Podría haber sido contra una roca, contra un monte. Pero alguna ve tenía que
estrellarse.
Me perfora otra vez una
pregunta. ¿Tenía que estrellarse? ¿Esa sed de vivir, el ansia de buscar y
llegar hasta las últimas era acaso una señal? ¿Era lo que dice Lafourcade de
los poetas, había visto ella la muerte y quería entonces apresurar la
experiencia? Preguntas. Probablemente siempre habrá más preguntas que
respuestas.
Desde el hostal
Miraflores, Antonio, Guillermo y Bárbara “vuelan” al aeropuerto y ella es la
última en llegar, en subir al avión. Está muy cansada, Ha vivido una jornada de
tres días de amistad, correrías, con mariscos y brindis, con largas conversas,
con poesía, con tallados en la madera, Bárbara, con las calles y las iglesias
de Lima, “la Horrible”, que a ella le encantó, ha sido feliz porque el éxtasis
de la alegría se planta en la relación que establece con la vida, con las
personas, con los lugares. Pero al cabo de tres días está quizás muy cansada. Y
entonces la veo acomodando su bolso de mano, ocupando el asiento, abrochando el
cinturón de seguridad, quitándose los zapatos, dejando caer la cabeza sobre uno
de sus hombros, y durmiéndose en el acto. Ese es mi deseo más brutal que
Barbarita no haya alcanzado a sentir el miedo. Porque era temerosa. Le tenía
miedo a las inyecciones. Y a las palmadas.
¿Cómo conformarnos,
Padre Percival? Estamos en la iglesia que revienta de amigos y familiares.

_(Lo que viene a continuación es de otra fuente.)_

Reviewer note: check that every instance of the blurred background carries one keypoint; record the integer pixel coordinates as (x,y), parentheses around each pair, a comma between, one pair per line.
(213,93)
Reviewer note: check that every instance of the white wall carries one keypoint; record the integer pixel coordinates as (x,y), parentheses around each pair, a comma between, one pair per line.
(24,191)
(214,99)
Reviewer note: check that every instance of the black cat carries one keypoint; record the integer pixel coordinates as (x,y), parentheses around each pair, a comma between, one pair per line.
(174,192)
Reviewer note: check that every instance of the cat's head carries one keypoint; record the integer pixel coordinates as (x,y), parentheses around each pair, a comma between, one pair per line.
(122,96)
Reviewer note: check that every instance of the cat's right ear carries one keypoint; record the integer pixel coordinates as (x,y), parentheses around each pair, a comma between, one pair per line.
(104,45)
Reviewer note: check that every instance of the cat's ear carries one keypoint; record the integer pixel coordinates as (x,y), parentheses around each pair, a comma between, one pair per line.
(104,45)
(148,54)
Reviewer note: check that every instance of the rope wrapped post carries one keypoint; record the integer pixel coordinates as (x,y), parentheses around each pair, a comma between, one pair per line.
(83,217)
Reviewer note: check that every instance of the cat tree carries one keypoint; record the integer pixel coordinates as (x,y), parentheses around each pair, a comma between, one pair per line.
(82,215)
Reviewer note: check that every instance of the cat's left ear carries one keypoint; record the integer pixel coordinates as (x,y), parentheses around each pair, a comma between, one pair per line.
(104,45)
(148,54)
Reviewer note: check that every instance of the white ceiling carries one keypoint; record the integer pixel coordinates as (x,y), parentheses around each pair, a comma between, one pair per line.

Usted en medio de las dos fotos que remplazan el cuerpo de Bárbara. Escuchamos
el poema El viaje, y escuchamos la
carta escrita por Sebastián, y escuchamos la carta recibida por Roberto, y
escuchamos el estremecedor canto hebreo que acompaña a los muertos, y las
palabras suyas, Padre Percival, ¿pero cómo conformarnos, cómo entender que la
Barbarita ya no anda por ahí, que no vamos a escuchar su risa ni a recibir de
sus ojos esa ternura que nos disparaba? La vida es como “un cuento narrado por
un idiota”, digo. Y pienso: “llena de ruidos y furia, sin ton ni son”. Y digo
que la certeza de que fue feliz y la intuición de que no alcanzó a sentir el
miedo mitigan en algo el dolor. Y pienso que ya nunca andará por ahí. Y leo
también el texto en que un anónimo poeta azteca se preguntó en qué vano
vinimos, pasamos por la tierra, pensando que partiría de igual modo que las
flores que habían ido pereciendo. “¿Nada de mi nombre quedará en la tierra? /
Al menos flores, al menos cantos.” Nos retiramos, amigo Percival, de esta
cálida ceremonia que fue como un refugio. “Yo me voy al puerto donde se halla /
la barca de oro que debe conducirme”, cantan los mariachis a la salida y hasta
parece que la niña anduviera por ahí.
Pero no estás,
Barbarita, no andas por ahí, estás en el mar. Terminó ya la búsqueda y quedarás
ahí en el mar, como en el mural de la cocina de tu “buque”, con tus rubios
rulitos de niña, tus ojos tan verdes, una copa en la mano y diciéndole a tu
abuelo, “salud, tacito”, rodeada de peces, pulpos, holoturias, caracoles.
Salud, Bárbara, te digo, te decimos todos aquellos que seguiremos viviendo
desconcertados para siempre por tu ausencia.